Any idea how to make it consistently inject local instance?

EJB Singleton Bean:

@Singleton
@Local(TestService.class)
@Remote(TestServiceRemote.class)
public class TestServiceImpl implements TestService {
    ..
}

CDI Bean:

public class GetTestData {

    @Inject
    TestService testService;

    ....
}

Unit Test:

@RunWith(CdiRunner.class)
public class GetTestDataTest {

    @Inject
    private GetTestData getTestData;

    @Produces
    @ProducesAlternative
    @Mock
    private TestService testService;

    .....
}

I'm using JBoss 7.1.1-Final version (Application Server) and the Weld core version is 1.1.23-Final.

I'm not able to use @EJB because I'm using cdi-unit for testing.

Upvotes: 3

Views: 5641

Answers (1)

Antoine Sabot-Durand
Antoine Sabot-Durand

Reputation: 4980

First, keep in mind that CDI injection doesn't support remote EJB out of the box (thru @Inject annotation). When using an EJB as a CDI bean, it's remote interface is excluded from the set of type for the bean as stated here. To be able to use a remote EJB you'll have to declare it as a resource like this.
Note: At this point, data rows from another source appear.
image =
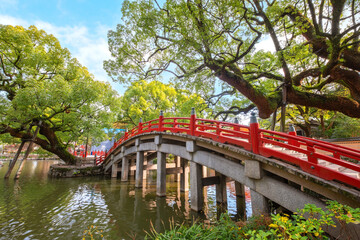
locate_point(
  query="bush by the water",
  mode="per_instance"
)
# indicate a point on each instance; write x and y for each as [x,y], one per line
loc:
[276,226]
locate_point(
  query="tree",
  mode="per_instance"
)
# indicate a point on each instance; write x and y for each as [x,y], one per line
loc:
[39,81]
[145,100]
[315,63]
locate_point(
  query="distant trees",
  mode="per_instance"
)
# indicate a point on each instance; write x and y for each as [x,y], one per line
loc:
[145,100]
[40,81]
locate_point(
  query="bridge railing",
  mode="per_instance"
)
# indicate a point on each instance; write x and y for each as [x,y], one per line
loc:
[322,159]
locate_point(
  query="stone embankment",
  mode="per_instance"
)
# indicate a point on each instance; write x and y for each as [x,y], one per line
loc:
[68,171]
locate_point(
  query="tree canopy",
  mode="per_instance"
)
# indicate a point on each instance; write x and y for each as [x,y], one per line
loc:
[315,62]
[40,81]
[145,100]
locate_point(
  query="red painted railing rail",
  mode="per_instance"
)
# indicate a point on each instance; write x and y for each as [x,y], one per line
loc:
[322,159]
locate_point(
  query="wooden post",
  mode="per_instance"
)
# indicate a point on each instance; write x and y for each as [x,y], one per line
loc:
[192,122]
[254,133]
[13,162]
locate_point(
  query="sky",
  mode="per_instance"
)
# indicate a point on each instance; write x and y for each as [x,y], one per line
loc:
[80,25]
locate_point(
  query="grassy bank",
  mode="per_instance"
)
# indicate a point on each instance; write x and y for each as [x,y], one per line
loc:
[276,226]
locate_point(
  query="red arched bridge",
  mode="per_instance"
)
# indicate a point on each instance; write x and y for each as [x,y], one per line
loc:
[283,168]
[319,158]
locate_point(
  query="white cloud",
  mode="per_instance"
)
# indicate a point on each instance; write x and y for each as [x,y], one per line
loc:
[265,44]
[9,20]
[8,4]
[89,46]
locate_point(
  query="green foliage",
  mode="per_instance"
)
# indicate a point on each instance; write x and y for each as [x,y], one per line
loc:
[307,223]
[41,81]
[197,42]
[146,99]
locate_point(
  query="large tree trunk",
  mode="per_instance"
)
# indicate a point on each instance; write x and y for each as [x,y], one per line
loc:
[51,144]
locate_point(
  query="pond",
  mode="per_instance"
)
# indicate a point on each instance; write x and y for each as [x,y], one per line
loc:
[39,207]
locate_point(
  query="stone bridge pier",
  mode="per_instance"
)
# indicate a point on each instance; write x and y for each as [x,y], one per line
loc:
[268,179]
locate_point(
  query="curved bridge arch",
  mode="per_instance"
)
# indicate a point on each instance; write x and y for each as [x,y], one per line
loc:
[267,177]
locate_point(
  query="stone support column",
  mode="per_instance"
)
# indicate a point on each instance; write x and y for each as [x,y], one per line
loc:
[139,169]
[184,177]
[125,169]
[197,198]
[161,174]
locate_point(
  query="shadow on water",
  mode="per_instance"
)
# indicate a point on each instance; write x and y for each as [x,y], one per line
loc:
[38,207]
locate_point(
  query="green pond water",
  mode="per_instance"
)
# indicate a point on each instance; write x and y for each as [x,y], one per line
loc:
[39,207]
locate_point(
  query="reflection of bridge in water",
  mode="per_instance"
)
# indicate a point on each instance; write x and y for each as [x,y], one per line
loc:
[287,170]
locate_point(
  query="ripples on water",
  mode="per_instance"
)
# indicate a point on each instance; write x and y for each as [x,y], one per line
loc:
[38,207]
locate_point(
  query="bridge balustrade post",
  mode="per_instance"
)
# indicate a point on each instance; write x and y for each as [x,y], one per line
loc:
[236,121]
[114,167]
[139,169]
[192,122]
[140,126]
[254,134]
[161,119]
[125,169]
[292,132]
[161,175]
[184,177]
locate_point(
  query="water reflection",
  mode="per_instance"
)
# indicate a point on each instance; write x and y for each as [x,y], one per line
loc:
[38,207]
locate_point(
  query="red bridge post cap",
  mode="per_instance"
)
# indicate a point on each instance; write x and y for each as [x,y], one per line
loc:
[253,118]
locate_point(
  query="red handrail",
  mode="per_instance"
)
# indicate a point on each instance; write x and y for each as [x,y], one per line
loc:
[315,154]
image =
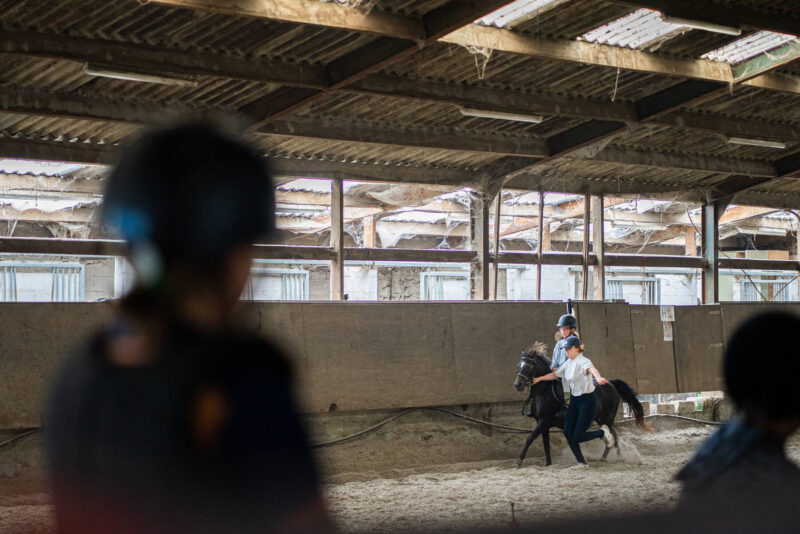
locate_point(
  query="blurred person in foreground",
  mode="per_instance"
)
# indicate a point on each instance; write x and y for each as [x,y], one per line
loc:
[744,465]
[169,419]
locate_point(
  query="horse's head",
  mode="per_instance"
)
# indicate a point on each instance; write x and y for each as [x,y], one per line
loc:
[532,363]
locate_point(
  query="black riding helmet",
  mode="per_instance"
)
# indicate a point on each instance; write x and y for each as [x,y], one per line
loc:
[567,320]
[770,394]
[189,192]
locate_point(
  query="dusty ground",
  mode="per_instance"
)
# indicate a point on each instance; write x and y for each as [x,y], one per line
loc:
[465,495]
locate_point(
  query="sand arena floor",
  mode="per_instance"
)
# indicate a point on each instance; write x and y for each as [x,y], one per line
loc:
[471,495]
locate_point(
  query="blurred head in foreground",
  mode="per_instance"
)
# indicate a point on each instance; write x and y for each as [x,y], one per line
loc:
[189,200]
[170,419]
[743,467]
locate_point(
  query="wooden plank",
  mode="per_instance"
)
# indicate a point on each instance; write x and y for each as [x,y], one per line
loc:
[444,139]
[337,240]
[652,158]
[355,369]
[654,357]
[479,240]
[38,338]
[312,12]
[589,53]
[368,172]
[57,151]
[598,248]
[408,255]
[698,347]
[605,331]
[773,59]
[156,60]
[741,17]
[615,57]
[488,339]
public class ResourceProducers {

@Produces @EJB(ejbLink="../their.jar#TestServiceRemote")
TestServiceRemote remoteService;

}

So the behaviour you're experiencing probably comes from a CDI-unit since it is impossible that CDI use a remote EJB interface in an injection point.

My advice:

  1. Ask yourself if you really need EJB remote in your application. Today with JAX-RS and other techno like websocket they are a bit old fashioned.
  2. If you don't need EJB remote, add the EJB support annotation to your CDI-Unit test, it'll probably help the framework to give you the expected EJB behaviour (singleton). Also don't mock the EJB like you did : I don't think CDI-Unit will replicate EJB nature in your mock.
  3. If you want to stick with EJB remote, I guess you'll have to switch to a more strong test framework like Arquillian. I'm not a CDI-Unit specialist but I don't think they support remote EJB.
  4. If you're starting a development, you really should consider using WildFly application server, the next generation of JBoss server. You'll get Java EE 7 and more robust server.